In 1977 the La Mesa fire burned forested portions of the Jemez Mountains and surrounding volcanic plateau in northcentral New Mexico. Fluvial systems in the devegetated watersheds are adjusting to different sediment and water discharge conditions. Instruments have been placed in six small watersheds to measure these adjustments in areas of different burn intensity (a qualitative estimate of devegetation). The amount of sediment delivered to the stream systems is influenced by: 1) the amount of hillslope devegetation; 2) seasonal variations in weathering and runoff; 3) protective post-fire forest litter; and 4) sediment production from burrowing animals. Sediment source areas in devegetated watersheds offer little resistance to erosional processes, and, as a result, threshold conditions are frequently attained. The primary source areas of individual watersheds are the basin headwaters and distal portions. Mid-basin regions of the watersheds studied underwent very little erosion during the period of measurement. Overland flow distances are greater in the mid-basin regions, requiring longer time periods to remove hillslope detritus. Extensive rilling in the basin headwaters and channel incision near basin mouths are post-fire fluvial adjustments. Cut and fill cycles in channel alluvium of the higher-order streams are related to seasonal variations in sediment supply. Accelerated mechanical weathering during freeze-thaw cycles and concomitant accelerated erosion increase the magnitude of sediment delivery to the streams in extensively devegetated areas. In areas of less devegetation, variables such as post-fire vegetal litter (needlecast) reduce rainsplash erosion and sheetwash erosion; however, accelerated sediment production by burrowing animals yields unexpectedly high erosion rates. Systematic adjustments between process and form in undisturbed watersheds of the western United States occur, in part, because geomorphic processes are adjusted to watershed vegetational characteristics. In devegetated watersheds sediment yield is influenced more by accelerated mechanical weathering or post-fire vegetal litter than by drainage basin size or slope.

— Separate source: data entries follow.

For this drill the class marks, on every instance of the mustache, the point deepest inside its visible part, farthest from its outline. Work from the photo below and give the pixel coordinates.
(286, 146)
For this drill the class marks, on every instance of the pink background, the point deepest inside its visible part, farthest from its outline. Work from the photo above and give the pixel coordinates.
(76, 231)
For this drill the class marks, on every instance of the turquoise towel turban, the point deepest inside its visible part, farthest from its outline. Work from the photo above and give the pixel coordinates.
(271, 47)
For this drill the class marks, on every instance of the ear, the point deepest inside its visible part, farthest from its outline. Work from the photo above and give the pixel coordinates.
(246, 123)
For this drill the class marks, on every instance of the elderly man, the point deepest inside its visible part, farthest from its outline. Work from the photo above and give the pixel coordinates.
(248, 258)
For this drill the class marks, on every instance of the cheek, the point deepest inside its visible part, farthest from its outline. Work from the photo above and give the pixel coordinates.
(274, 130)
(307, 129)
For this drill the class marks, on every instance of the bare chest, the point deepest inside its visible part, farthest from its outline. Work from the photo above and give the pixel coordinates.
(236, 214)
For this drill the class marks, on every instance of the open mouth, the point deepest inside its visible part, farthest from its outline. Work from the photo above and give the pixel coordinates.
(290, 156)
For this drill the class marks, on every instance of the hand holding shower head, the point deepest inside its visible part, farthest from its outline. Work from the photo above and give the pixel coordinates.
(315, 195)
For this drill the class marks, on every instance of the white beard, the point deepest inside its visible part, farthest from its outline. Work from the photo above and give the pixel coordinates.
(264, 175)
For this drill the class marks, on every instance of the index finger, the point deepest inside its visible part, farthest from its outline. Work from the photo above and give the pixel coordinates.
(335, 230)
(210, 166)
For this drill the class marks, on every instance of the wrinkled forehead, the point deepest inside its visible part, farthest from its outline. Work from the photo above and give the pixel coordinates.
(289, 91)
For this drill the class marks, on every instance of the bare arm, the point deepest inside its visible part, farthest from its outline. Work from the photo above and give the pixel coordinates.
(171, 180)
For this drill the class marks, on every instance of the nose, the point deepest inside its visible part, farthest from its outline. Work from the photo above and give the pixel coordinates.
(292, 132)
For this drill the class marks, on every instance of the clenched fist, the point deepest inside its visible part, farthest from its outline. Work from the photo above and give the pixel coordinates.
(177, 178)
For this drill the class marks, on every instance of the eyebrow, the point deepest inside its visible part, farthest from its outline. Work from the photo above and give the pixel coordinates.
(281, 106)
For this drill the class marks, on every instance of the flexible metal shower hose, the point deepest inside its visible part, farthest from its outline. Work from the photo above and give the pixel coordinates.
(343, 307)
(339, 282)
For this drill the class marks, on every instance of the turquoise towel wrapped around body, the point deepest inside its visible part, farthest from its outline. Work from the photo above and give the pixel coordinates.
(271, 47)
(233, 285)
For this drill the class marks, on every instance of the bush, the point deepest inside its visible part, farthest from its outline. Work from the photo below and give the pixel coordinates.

A process-response model is developed to illustrate the complexities of fluvial adjustments in devegetated, mountainous terrain. This model differs significantly from the complex response model for alluvial valleys. In mountainous areas, tributary streams will adjust independently of trunk drainage lines where bedrock nickpoints separate the two. Thus, tributary streams can be semi-closed systems which supply sediment and water to trunk streams but do not adjust to any modifications made by the trunk streams. Revegetation and erosional stabilization of these semi-closed systems may occur before200 the stabilization of the trunk streams.